To be honest, I’ve always thought Japan cuisine is all about raw fish, grilled dishes, various types of noodles, until I participated in local exchange program in my University as we were taken to a residents’ area near Oita city and discovered all the miscellaneous things about how Japanese eat daily. We had the chance to meet with local people, listening to their stories about everyday lives, even their daily meals, eventually, we were guided how to cook a complete meal Japanese style, also the explanation of the perfect principle that created the Japanese meals’ concept.
The local people said that a bowl of rice, soup and 3 kinds of side dishes are considered perfect for our health, especially if you can have it whether breakfast, lunch or dinner. Do you wonder what kind of soup and side dishes are used when we prepared our meal?
Most of us have had the chance of tasting this traditional food. Miso is made of soybeans and taste a bit sweet. Nowadays you will see in a bowl of miso soup: nori (seaweed), tofu, green onions, mushrooms or celery… which is healthy, and has the power to warm us up in cold seasons!
Nimono means simmered food in English. Vegetables, seafood, meat, beans… there are tons of food that are good for this side dish. It also warms us up especially in the cold weather, but we eat it at any time of the year.

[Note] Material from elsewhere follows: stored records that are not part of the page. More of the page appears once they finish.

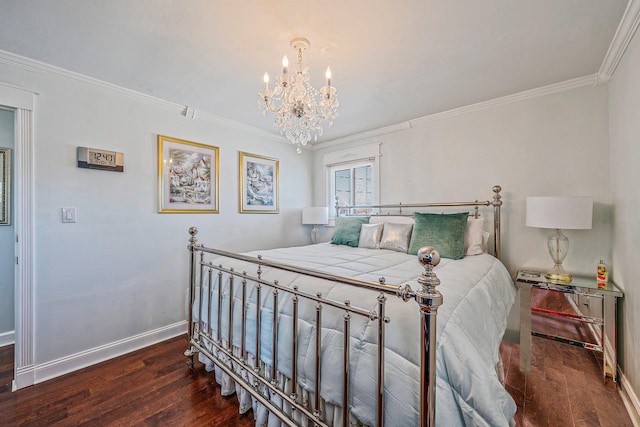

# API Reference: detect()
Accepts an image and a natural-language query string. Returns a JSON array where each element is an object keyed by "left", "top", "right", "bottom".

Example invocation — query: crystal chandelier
[{"left": 258, "top": 37, "right": 339, "bottom": 153}]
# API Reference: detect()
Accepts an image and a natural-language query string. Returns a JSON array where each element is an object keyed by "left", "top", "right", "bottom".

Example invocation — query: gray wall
[
  {"left": 0, "top": 109, "right": 15, "bottom": 346},
  {"left": 314, "top": 86, "right": 611, "bottom": 274},
  {"left": 0, "top": 59, "right": 312, "bottom": 365},
  {"left": 609, "top": 23, "right": 640, "bottom": 409}
]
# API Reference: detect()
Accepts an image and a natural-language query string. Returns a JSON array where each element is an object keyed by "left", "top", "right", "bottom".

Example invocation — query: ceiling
[{"left": 0, "top": 0, "right": 627, "bottom": 145}]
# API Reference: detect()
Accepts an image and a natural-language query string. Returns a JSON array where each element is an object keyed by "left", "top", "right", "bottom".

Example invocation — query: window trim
[{"left": 322, "top": 143, "right": 382, "bottom": 221}]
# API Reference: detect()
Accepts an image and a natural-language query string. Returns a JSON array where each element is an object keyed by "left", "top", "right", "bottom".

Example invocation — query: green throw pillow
[
  {"left": 331, "top": 216, "right": 369, "bottom": 248},
  {"left": 408, "top": 212, "right": 469, "bottom": 259}
]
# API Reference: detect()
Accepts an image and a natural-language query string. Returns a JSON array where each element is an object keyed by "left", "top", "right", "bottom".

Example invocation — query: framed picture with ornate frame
[
  {"left": 0, "top": 148, "right": 11, "bottom": 225},
  {"left": 158, "top": 135, "right": 220, "bottom": 213},
  {"left": 239, "top": 151, "right": 280, "bottom": 213}
]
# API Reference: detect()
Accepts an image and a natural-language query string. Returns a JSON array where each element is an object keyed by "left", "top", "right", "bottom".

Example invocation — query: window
[
  {"left": 330, "top": 161, "right": 374, "bottom": 206},
  {"left": 323, "top": 144, "right": 380, "bottom": 217}
]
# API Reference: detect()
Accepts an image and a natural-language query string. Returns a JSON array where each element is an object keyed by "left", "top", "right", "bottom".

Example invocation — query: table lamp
[
  {"left": 526, "top": 196, "right": 593, "bottom": 284},
  {"left": 302, "top": 206, "right": 329, "bottom": 244}
]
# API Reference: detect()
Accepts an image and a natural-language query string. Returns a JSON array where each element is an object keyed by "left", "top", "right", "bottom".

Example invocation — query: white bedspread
[{"left": 194, "top": 244, "right": 516, "bottom": 426}]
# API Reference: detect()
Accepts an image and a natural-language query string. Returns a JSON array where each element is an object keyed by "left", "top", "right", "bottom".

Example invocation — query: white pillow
[
  {"left": 369, "top": 215, "right": 414, "bottom": 224},
  {"left": 358, "top": 224, "right": 384, "bottom": 249},
  {"left": 380, "top": 222, "right": 413, "bottom": 253},
  {"left": 464, "top": 216, "right": 489, "bottom": 255}
]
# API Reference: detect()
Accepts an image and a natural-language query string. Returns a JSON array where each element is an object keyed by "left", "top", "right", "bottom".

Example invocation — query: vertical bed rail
[
  {"left": 491, "top": 185, "right": 502, "bottom": 259},
  {"left": 184, "top": 227, "right": 198, "bottom": 369},
  {"left": 415, "top": 247, "right": 442, "bottom": 427}
]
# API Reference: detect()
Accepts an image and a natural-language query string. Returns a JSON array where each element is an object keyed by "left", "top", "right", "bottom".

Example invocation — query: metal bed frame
[{"left": 184, "top": 185, "right": 502, "bottom": 427}]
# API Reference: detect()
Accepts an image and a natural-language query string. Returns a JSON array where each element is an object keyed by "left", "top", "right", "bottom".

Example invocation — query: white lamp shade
[
  {"left": 526, "top": 196, "right": 593, "bottom": 230},
  {"left": 302, "top": 206, "right": 329, "bottom": 225}
]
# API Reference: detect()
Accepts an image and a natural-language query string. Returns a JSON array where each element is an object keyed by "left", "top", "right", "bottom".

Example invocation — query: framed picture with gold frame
[
  {"left": 158, "top": 135, "right": 220, "bottom": 213},
  {"left": 0, "top": 148, "right": 11, "bottom": 225},
  {"left": 239, "top": 151, "right": 280, "bottom": 213}
]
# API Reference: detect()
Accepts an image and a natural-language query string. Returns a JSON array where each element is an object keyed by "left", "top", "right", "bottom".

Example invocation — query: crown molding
[
  {"left": 318, "top": 74, "right": 598, "bottom": 151},
  {"left": 598, "top": 0, "right": 640, "bottom": 83},
  {"left": 410, "top": 74, "right": 597, "bottom": 127},
  {"left": 310, "top": 121, "right": 411, "bottom": 151},
  {"left": 0, "top": 50, "right": 287, "bottom": 142}
]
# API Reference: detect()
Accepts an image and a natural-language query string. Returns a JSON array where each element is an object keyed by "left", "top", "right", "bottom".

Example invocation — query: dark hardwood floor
[
  {"left": 0, "top": 290, "right": 632, "bottom": 427},
  {"left": 0, "top": 336, "right": 253, "bottom": 426},
  {"left": 500, "top": 289, "right": 633, "bottom": 427},
  {"left": 0, "top": 345, "right": 14, "bottom": 393}
]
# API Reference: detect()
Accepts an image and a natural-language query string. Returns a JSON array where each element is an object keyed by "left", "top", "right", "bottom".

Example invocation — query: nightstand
[{"left": 516, "top": 270, "right": 622, "bottom": 382}]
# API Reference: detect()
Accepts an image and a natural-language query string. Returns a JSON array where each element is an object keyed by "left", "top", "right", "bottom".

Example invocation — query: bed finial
[
  {"left": 418, "top": 246, "right": 440, "bottom": 294},
  {"left": 492, "top": 185, "right": 502, "bottom": 204}
]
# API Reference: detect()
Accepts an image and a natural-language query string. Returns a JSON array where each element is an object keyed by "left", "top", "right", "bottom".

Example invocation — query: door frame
[{"left": 0, "top": 82, "right": 37, "bottom": 391}]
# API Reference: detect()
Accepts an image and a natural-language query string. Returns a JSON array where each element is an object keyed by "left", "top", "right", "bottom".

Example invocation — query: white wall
[
  {"left": 0, "top": 109, "right": 15, "bottom": 346},
  {"left": 314, "top": 86, "right": 611, "bottom": 274},
  {"left": 609, "top": 25, "right": 640, "bottom": 411},
  {"left": 0, "top": 57, "right": 312, "bottom": 364}
]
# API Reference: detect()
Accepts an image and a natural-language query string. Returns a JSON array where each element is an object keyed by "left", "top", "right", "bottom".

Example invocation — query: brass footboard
[{"left": 185, "top": 227, "right": 442, "bottom": 426}]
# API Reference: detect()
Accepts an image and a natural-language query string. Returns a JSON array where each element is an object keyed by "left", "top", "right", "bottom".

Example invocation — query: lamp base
[{"left": 544, "top": 271, "right": 572, "bottom": 285}]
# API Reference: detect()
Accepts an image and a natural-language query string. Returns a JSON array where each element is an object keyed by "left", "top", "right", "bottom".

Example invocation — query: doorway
[
  {"left": 0, "top": 82, "right": 37, "bottom": 391},
  {"left": 0, "top": 107, "right": 15, "bottom": 391}
]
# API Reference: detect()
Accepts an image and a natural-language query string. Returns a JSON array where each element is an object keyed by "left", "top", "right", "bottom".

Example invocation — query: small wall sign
[{"left": 78, "top": 147, "right": 124, "bottom": 172}]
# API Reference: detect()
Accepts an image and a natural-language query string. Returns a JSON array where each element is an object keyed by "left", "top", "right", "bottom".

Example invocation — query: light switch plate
[{"left": 62, "top": 208, "right": 76, "bottom": 222}]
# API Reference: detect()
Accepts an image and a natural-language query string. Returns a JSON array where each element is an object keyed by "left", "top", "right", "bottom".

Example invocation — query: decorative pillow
[
  {"left": 369, "top": 215, "right": 413, "bottom": 224},
  {"left": 331, "top": 216, "right": 369, "bottom": 248},
  {"left": 464, "top": 217, "right": 485, "bottom": 255},
  {"left": 358, "top": 224, "right": 384, "bottom": 249},
  {"left": 380, "top": 222, "right": 413, "bottom": 253},
  {"left": 482, "top": 231, "right": 491, "bottom": 252},
  {"left": 409, "top": 212, "right": 469, "bottom": 259}
]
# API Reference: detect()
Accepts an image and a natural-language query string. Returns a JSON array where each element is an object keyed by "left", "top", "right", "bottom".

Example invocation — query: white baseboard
[
  {"left": 0, "top": 331, "right": 16, "bottom": 347},
  {"left": 27, "top": 320, "right": 187, "bottom": 388},
  {"left": 618, "top": 369, "right": 640, "bottom": 427}
]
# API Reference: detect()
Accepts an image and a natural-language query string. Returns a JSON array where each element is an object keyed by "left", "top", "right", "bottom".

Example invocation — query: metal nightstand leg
[
  {"left": 602, "top": 294, "right": 618, "bottom": 382},
  {"left": 519, "top": 283, "right": 531, "bottom": 374}
]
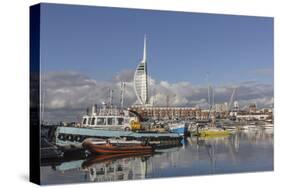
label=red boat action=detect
[83,140,153,154]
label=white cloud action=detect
[42,70,273,121]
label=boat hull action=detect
[83,142,153,154]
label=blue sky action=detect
[41,4,273,84]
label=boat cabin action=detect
[81,115,136,130]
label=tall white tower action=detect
[134,36,148,105]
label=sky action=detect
[38,4,274,122]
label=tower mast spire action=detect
[142,34,146,63]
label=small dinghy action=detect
[82,139,154,154]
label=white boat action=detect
[168,121,187,135]
[81,104,140,131]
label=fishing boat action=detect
[82,140,154,154]
[81,104,141,131]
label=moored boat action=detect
[82,140,154,154]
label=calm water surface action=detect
[41,130,273,184]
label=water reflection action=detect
[41,130,273,184]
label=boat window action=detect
[107,118,115,125]
[91,118,96,125]
[117,118,124,125]
[87,118,92,125]
[83,118,87,125]
[97,118,106,125]
[124,118,130,123]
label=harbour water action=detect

This is a very simple but tasty one, it may be Japanese pickles or we just dress vegetables in some seasoning with sesame. The one in this picture is one of the most popular aemono in Japan: spinach marinated in a sesame sauce.
Tsukemono nowadays are also served as an appetizer, snack, or used as a garnish or topping.
Finally the star of the dining table! Normally main dish of a very traditional Japanese diner will be yakizakana (grilled fish), tonkatsu (fried pork cutlets) or nikujaga (sweet stewed meat and potatoes) or even sometimes will be karaage (deep fried chicken).
On the local exchange day, after we were guided how to cook a complete Japanese Traditional Daily meal, we were so happy to share and enjoy our dishes together with the residents and our college friends! We had miso soup, nimono tofu, for my tsukemono I chose takuanzuke, and fried beef with piman as the main dish!
With all the memories I had the chance to experience, I hope this will get you to know more about Japanese cuisine and its cultural backgrounds. As you may have realized, each dish is very simple and nutritionally perfect. In Japan, some walking streets may have various restaurants which serve this type of meal and they usually come in sets with acceptable prices and maybe with even more dishes (1,100yen/ set)
Don’t forget to try this kind of meal if you have a chance to visit Japan!